小学生の頃にキャンプに参加した経験を持ち、今年は学生側として参加した、白保集落出身の同大生・多宇諒真さんのインタビューも紹介された。インタビューの中で多宇さんは、小学生の頃に同プログラムで大学生らと夜光貝アクセサリーを制作したことや、伝統的な「八角凧(だこ)」を作った思い出が今でも印象に残っていると振り返り、「さまざまなことが体験できて楽しかった」ことがきっかけで、教育に関心を持つようになったと語った。
11年から14年間続く同プログラムについて、後藤氏は「今一番の課題は世代交代だ」として、「今後は地域の皆さんと一緒に、活動を続けていけるかが重要だ」と語り、地元主体での活動の継続に期待をにじませた。
同大学の上原周子教授は、大学生の教育実習の場として離島が持つ可能性に着目し、石垣島の学童施設「そらとかぜ」で昨年から実施している交流会の活動を紹介した。

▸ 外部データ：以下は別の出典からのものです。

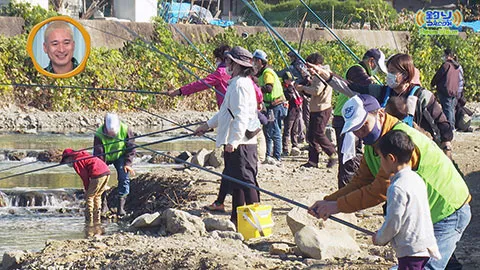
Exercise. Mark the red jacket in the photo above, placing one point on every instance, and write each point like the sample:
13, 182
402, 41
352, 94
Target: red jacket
88, 168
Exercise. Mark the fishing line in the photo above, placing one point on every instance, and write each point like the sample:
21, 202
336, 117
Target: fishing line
103, 154
161, 117
280, 197
274, 41
84, 88
195, 47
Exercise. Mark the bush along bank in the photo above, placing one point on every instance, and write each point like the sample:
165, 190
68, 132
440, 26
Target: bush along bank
136, 66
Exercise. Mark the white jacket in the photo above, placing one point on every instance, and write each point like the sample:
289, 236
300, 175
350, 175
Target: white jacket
238, 110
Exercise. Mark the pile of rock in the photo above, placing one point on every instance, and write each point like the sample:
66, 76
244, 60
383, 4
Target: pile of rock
316, 238
173, 221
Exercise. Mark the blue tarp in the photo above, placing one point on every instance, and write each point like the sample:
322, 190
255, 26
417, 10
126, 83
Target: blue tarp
474, 25
172, 12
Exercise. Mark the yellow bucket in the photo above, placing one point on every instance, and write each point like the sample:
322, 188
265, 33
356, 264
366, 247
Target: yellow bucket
254, 220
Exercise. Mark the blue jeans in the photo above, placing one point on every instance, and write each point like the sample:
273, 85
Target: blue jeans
123, 177
448, 106
272, 132
448, 232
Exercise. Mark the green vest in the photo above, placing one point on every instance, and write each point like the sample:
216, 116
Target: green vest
341, 98
446, 189
113, 144
277, 90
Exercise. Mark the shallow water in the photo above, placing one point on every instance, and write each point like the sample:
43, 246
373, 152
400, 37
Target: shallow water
28, 228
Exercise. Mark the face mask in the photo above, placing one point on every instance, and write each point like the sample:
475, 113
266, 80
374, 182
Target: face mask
373, 136
392, 80
229, 70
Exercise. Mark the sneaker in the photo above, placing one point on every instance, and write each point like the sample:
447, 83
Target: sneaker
295, 151
215, 207
309, 165
332, 162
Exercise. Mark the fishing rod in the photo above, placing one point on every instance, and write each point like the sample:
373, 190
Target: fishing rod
99, 155
195, 47
161, 117
122, 38
169, 57
335, 35
280, 197
267, 24
116, 141
83, 87
273, 38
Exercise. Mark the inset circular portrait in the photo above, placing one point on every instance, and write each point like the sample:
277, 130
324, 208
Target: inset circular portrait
59, 47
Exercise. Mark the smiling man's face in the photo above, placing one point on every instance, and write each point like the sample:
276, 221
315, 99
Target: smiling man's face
59, 46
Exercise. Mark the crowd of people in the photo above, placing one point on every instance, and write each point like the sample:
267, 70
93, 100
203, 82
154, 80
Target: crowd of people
394, 142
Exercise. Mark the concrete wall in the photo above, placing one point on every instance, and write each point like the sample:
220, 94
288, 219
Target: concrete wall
135, 10
111, 34
11, 26
397, 40
415, 5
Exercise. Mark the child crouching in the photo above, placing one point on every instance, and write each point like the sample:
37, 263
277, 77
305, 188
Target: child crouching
408, 225
94, 174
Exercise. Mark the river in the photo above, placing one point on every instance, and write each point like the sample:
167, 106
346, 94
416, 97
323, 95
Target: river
60, 215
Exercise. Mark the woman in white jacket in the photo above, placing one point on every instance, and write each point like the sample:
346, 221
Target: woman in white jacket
238, 113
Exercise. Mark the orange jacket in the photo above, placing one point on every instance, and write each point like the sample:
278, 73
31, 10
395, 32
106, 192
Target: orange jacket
366, 190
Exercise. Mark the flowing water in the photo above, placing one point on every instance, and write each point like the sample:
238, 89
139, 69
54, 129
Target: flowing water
48, 205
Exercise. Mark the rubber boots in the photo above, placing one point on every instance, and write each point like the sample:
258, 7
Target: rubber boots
121, 206
104, 206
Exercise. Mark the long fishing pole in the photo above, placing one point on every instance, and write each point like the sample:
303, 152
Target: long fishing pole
169, 57
102, 154
194, 47
83, 87
122, 38
267, 24
335, 35
161, 117
113, 142
237, 181
273, 39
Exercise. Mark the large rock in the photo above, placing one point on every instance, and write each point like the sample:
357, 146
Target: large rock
215, 158
298, 218
16, 155
13, 259
147, 220
178, 221
157, 158
216, 224
200, 157
325, 244
184, 156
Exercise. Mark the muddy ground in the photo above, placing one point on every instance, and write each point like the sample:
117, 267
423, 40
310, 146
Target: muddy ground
149, 250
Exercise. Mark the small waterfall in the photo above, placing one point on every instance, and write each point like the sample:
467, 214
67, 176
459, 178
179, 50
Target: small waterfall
54, 198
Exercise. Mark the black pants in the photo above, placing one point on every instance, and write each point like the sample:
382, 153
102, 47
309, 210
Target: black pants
241, 164
345, 171
316, 135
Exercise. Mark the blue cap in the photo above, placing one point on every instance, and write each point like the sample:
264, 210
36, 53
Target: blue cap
260, 55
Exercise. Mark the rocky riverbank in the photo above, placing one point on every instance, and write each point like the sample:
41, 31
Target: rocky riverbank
159, 248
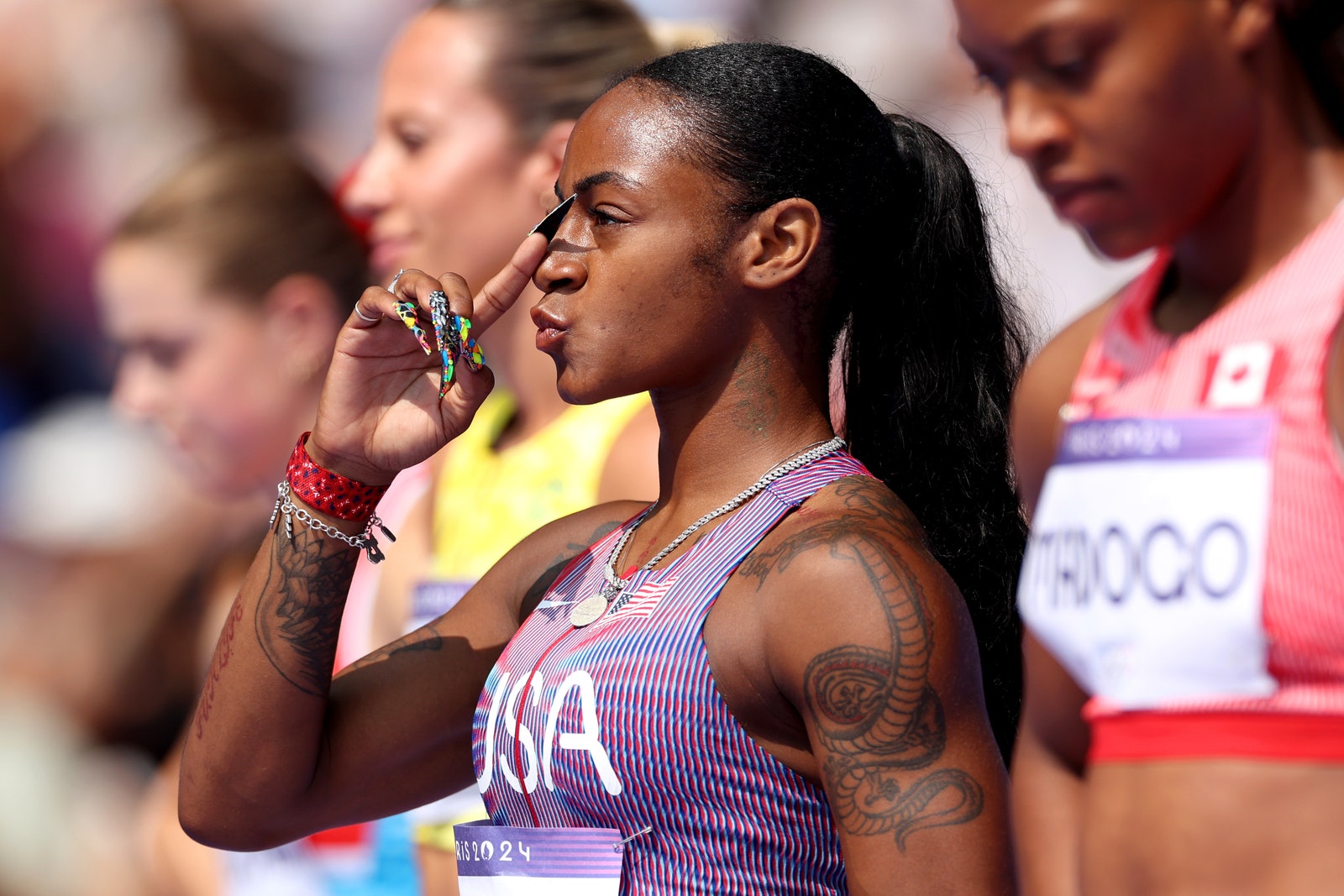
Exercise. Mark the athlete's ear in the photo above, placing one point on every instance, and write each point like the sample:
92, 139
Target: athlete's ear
542, 164
780, 244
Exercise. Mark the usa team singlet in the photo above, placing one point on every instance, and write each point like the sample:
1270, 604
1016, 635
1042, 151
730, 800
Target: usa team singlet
618, 725
1187, 555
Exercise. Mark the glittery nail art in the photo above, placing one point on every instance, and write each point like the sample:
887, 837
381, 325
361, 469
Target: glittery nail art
407, 311
445, 333
470, 352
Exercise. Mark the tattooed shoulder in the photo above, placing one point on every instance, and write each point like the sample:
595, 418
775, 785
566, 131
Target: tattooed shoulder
867, 687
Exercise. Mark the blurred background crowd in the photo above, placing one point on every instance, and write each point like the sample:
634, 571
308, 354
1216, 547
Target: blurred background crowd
104, 587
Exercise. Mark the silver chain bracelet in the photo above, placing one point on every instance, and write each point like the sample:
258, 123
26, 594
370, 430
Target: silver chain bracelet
365, 542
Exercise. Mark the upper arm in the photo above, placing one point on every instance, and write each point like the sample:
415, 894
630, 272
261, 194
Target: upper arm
1045, 385
632, 465
874, 647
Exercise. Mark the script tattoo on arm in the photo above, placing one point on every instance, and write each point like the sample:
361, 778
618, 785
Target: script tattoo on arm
875, 712
299, 614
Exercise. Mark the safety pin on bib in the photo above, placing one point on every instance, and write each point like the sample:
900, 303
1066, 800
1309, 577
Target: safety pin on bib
617, 846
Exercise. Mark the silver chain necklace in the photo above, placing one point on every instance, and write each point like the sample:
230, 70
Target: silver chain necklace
598, 605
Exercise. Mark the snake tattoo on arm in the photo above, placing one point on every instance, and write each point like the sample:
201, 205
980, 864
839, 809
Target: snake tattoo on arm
877, 714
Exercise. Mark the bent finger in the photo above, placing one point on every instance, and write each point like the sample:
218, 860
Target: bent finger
499, 295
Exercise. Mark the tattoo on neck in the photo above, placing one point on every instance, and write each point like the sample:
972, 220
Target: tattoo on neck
759, 406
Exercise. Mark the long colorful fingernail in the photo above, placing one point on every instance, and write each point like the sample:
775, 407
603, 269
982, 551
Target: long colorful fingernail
407, 311
550, 224
447, 336
470, 352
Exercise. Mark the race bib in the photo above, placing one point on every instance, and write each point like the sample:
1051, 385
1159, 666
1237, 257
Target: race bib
1146, 564
531, 862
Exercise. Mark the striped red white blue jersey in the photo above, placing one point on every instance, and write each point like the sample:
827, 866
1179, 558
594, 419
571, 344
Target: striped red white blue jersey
620, 725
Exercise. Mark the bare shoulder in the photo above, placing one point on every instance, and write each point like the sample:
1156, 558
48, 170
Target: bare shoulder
847, 571
870, 641
1043, 389
632, 465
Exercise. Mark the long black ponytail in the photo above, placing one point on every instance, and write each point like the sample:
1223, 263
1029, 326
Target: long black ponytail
1315, 33
931, 342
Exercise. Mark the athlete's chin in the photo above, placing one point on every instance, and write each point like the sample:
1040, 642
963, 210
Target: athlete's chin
585, 390
1117, 242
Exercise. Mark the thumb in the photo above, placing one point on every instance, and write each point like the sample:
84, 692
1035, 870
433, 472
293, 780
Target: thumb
464, 399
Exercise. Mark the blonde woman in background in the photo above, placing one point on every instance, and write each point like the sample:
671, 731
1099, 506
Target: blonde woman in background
476, 105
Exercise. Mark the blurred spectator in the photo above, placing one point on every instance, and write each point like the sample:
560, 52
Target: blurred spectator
100, 553
225, 291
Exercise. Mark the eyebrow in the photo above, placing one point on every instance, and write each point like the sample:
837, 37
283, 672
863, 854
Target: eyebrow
600, 177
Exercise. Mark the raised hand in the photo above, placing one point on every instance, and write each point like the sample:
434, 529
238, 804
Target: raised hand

上原氏は、「子供たちが楽しみつつ、学びや気付きを得られるよう学生たちと工夫を凝らして準備した」と活動をアピール、今後に向けて「離島の自然や文化の多様性を生かした教育実践を模索していきたい」と語った。交流会に参加した上原ゼミの学生は、「来年も行きたいし、行くだけではなく、他の方法でもつながりたい」と感想を寄せた。

盛口氏は「県出身の大学生でも、離島に住んでいる子供たちと接する機会は少ない」として、これらのプログラムで得た経験が「小学校の教員になった時に大きな財産になる」と総括した。
教員を目指す同大学の学生たちが、大学のない離島を舞台に教育実践をすることで、沖縄での新たな教育のあり方が見つかりつつある。今後の同大学のさらなる研究に注目が集まる。